Checklist: If called upon to serve as the trustee of a grantor trust with a Swap Power, the trustee might consider demanding that the following be included in the trust instrument:

  1. Assume that the Swap Power will be exercised at some future date and the trustee will be forced to contest that proposed substitution on the basis of equivalent value.
  2. The current law permits the trustee the discretion to reimburse the grantor for any income taxes the grantor must pay with regard to the trust’s taxable income. If that flexiblity is desired by the grantor, then that discretion to reimburse the grantor for his/her income tax liability needs to be clearly spelled out.
  3. Since the right of substitution can be released, or re-established, i.e. toggling the grantor trust status, make sure that the intent to toggle, i.e. when the Swap Power is released, how it is released, how it is re-established, is clearly outined in the trust.

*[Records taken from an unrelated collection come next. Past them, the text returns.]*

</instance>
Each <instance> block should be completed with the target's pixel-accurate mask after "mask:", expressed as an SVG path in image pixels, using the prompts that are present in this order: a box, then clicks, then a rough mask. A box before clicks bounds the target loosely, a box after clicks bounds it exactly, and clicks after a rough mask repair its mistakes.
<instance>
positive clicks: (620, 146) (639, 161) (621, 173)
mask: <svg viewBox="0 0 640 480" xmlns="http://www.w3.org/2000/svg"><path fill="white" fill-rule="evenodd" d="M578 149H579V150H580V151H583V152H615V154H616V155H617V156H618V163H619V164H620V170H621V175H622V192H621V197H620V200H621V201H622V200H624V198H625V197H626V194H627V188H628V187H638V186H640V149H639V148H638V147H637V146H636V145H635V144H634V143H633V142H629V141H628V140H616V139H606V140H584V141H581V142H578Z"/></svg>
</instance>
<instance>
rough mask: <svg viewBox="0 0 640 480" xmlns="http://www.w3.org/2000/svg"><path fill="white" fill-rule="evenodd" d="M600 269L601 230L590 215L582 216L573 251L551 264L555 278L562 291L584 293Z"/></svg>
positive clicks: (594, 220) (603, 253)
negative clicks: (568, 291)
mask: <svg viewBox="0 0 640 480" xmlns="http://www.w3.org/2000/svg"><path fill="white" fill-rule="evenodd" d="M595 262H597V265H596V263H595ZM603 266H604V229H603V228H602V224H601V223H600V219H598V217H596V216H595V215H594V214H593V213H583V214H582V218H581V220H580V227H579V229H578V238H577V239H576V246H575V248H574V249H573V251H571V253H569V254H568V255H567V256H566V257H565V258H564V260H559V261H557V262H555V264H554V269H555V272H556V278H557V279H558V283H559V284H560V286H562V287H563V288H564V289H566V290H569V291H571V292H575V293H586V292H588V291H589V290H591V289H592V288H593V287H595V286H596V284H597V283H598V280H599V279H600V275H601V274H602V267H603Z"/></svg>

  4. The trust needs to identify an established procedure with regard to certifying the equivalent value of the proposed substituted asset.
  5. If the proposed transfer is intended to take immediate effect, then then the trustee needs to be protected from claims filed by the trust beneficiaries against claims of breach of trust for not protecting trust assets or for dissipating trust assets.
  6. While IRC 675(4)(C) does not explicitly say this, the trust should equate equivalent value with fair market value being the floor of value, so that there is at least a common standard that appraisers can follow, both as to the assets going out of the trust and the promissory note coming into the trust.
  7. The trust should be clear if an agent acting for the grantor under a durable power of attorney possesses the authority to exercise a Swap Power.
  8. The trust should expressly address if promissory notes can constitute property of equivalent value, and if so what terms will be considered necessary, e.g. collateral security, self-adjusting principal note balances as post-transfer appraisals are obtained, interest rates greater than the applicable AFR rates,  etc.
  1. Prohibit the assignment of the Swap Power, as a creditor protection mechanism, so that only the grantor individually can exercise the power.
  2. If a Swap Power results in the delay in an exchange of property interests, the trust should address when the risk of loss passes from the trustee to the holder of the Swap Power.
  3. Since Revenue Ruling 2008-22 contemplates limitations on the exercise of a Swap Power by the grantor, those limitations should be expressly included in the grantor’s retained right of substitution.
  4. The trust should build-in some delay on the transfer of the hard-to-value asset out of the trust and to the grantor, in order to enable an appraiser adequate time to appraise the property, as well at the proposed substituted property, so as to not have to take the grantor’s ‘word’ as to its value.
  5. Finally, to best protect the trustee, consider requiring a condition to the grantor’s exercise of the Swap Power by requiring a veto to its exercise by a non-adverse party who acts in a non-fiduciary capacity.

Conclusion: While grantor trusts are popular estate planning tools to shift wealth out of a taxable estate, a trustee needs to take steps to protect itself, especially if it is presented with a demand to substitute income producing assets from the trust in exchange for a promssiory note.